Loss development factors.

Which one of the following statements is correct with respect to risk tolerance? Risk tolerance is stated in both quantitative and qualitative terms. Risk tolerance levels can have high-end thresholds, low-end thresholds, or both. An organization's risk tolerance is typically unrelated to its risk appetite. A zero-risk tolerance level will typically result in the best risk-based decisions.

Risk tolerance levels can have high-end thresholds, low-end thresholds, or both.

Which one of the following statements is true regarding the strategic management process? The strategic management process focuses on the internal environment of the organization. The strategic management process aligns all of an organization's strategies and activities to enable it to meet its short-term goals. The strategic management process is the responsibility of an organization's board of directors. The strategic management process can be applied to any type of organization, including business, not-for-profit organizations, and government entities.

The strategic management process can be applied to any type of organization, including business, not-for-profit organizations, and government entities.

Which one of the following is the goal with strategic risk? The goal is to remain solvent and cover the risk retained by the organization. The goal is to make sure that products and processes are done right. The goal is to use information about strategic risks to make informed decisions that optimize the risk-reward ratio. The goal is to use information about strategic risks to eliminate negative risks and/or their consequences.

The goal is to use information about strategic risks to make informed decisions that optimize the risk-reward ratio.

An adjustment to loss data for a change in general economic conditions, such as inflation, is a Loss development factor. Loss triangulation factor. Trend factor. Ultimate loss development factor.

Trend factor

Which one of the following statements is true with regard to a manufacturing company using call options to hedge the cost of a raw material? A call option gives the owner the right to sell a specified quantity of the underlying commodity at a specified price during a specified period. Using call options may actually reduce the profitability of a transaction. Hedging using call options increases the variability of the company's cash flows. For a call option to have any value, the strike (exercise) price of the option must be lower than the spot (market) price, no matter the time to maturity of the option.

Using call options may actually reduce the profitability of a transaction.

For those organizations that use the internal records of their own past losses to estimate future losses, Organizational diversification can make such estimates less accurate. Too many exposure units can make such estimates less accurate. The law of large numbers makes such estimates more accurate the smaller the organization is. The law of large numbers makes such estimates more accurate the larger the organization is.

The law of large numbers makes such estimates more accurate the larger the organization is.

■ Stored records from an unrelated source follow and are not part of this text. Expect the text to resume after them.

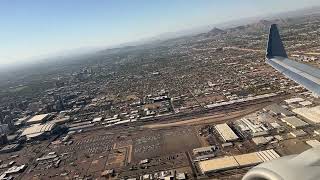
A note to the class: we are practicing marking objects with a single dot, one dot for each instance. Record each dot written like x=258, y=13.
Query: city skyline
x=37, y=28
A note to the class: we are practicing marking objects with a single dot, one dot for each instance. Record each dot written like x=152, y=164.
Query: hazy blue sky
x=31, y=28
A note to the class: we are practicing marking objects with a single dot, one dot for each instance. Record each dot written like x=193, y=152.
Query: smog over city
x=141, y=90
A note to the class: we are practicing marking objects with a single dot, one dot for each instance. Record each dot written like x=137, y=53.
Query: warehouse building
x=311, y=114
x=298, y=133
x=226, y=132
x=204, y=150
x=38, y=119
x=294, y=122
x=239, y=161
x=313, y=143
x=39, y=131
x=278, y=110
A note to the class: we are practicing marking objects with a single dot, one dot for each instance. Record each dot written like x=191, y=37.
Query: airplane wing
x=305, y=75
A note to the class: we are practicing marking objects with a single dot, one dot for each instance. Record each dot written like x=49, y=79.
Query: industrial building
x=260, y=140
x=204, y=150
x=254, y=128
x=294, y=122
x=226, y=132
x=294, y=100
x=313, y=143
x=298, y=133
x=238, y=161
x=37, y=131
x=4, y=128
x=278, y=110
x=38, y=119
x=311, y=114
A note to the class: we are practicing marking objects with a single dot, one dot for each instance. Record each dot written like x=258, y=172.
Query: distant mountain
x=215, y=31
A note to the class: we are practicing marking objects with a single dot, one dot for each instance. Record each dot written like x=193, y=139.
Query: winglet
x=275, y=45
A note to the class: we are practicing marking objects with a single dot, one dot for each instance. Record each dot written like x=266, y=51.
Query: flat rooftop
x=238, y=161
x=38, y=118
x=294, y=122
x=226, y=132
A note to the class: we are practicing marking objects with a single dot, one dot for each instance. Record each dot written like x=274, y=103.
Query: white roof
x=232, y=162
x=38, y=128
x=312, y=114
x=313, y=143
x=38, y=118
x=294, y=122
x=223, y=163
x=226, y=132
x=293, y=100
x=305, y=103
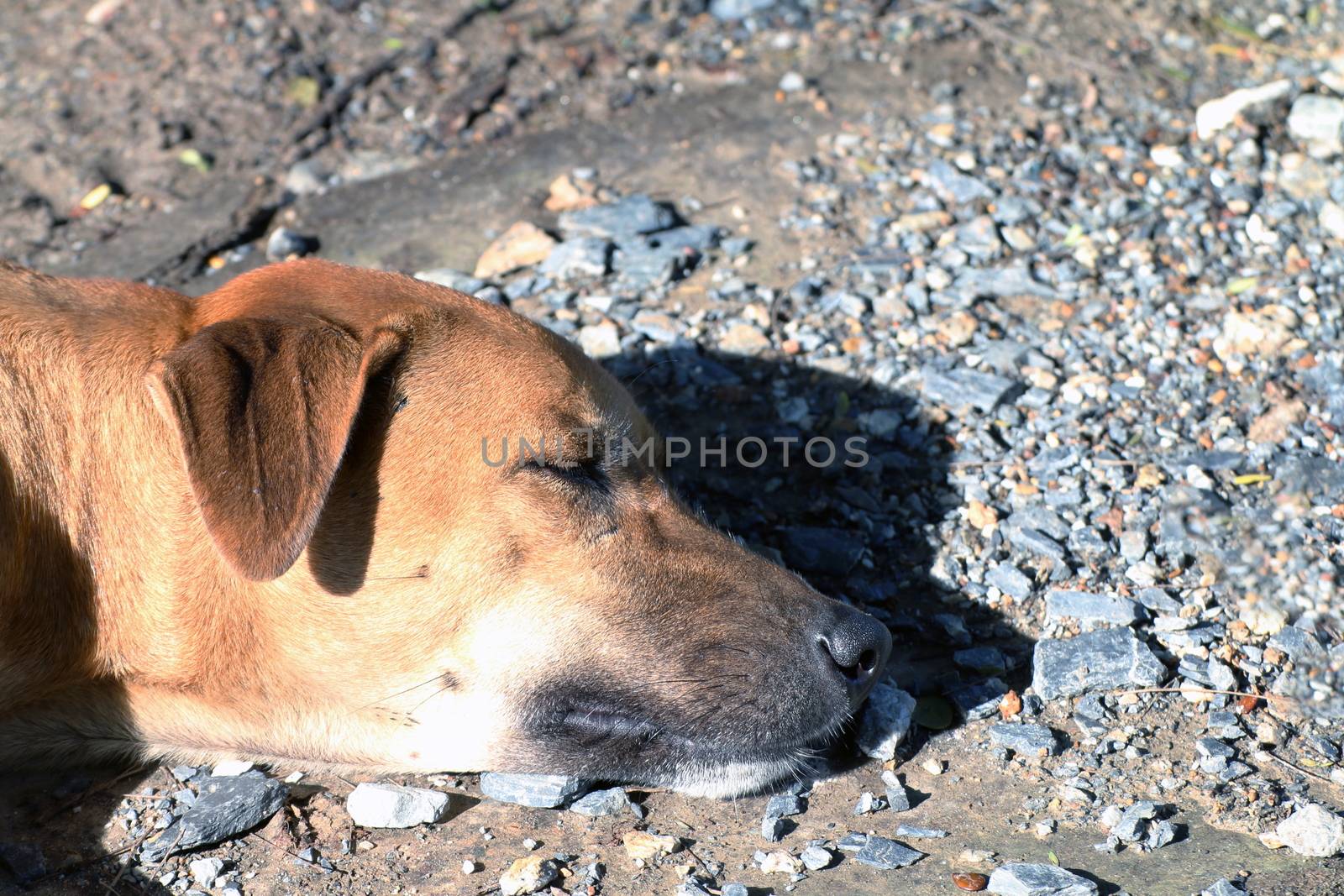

Which one of the following statements is true regarding a generic model of a securitization? The Special Purpose Vehicle (SPV) uses income-producing assets from investors to fund debt from the organization. The organization sells income-producing assets to an SPV in exchange for cash. The SPV sells income-producing assets to the organization in exchange for securities purchased by investors. Investors purchase securities from the organization that are then used as a guarantee for the purchase of income-producing assets.

The organization sells income-producing assets to an SPV in exchange for cash.

A retail store has five employees with no workers compensation losses for the last two years. Which one of the following is true regarding estimating the loss probability for the coming period? The store has operational diversification but has too few a number of loss exposure units to estimate the loss probability. There is no risk of workers compensation injuries for the coming period. The store has insufficient loss experience to meaningfully estimate the loss probability. Once the store has three years of loss experience, internal records will be credible to estimate the loss probability.

The store has insufficient loss experience to meaningfully estimate the loss probability.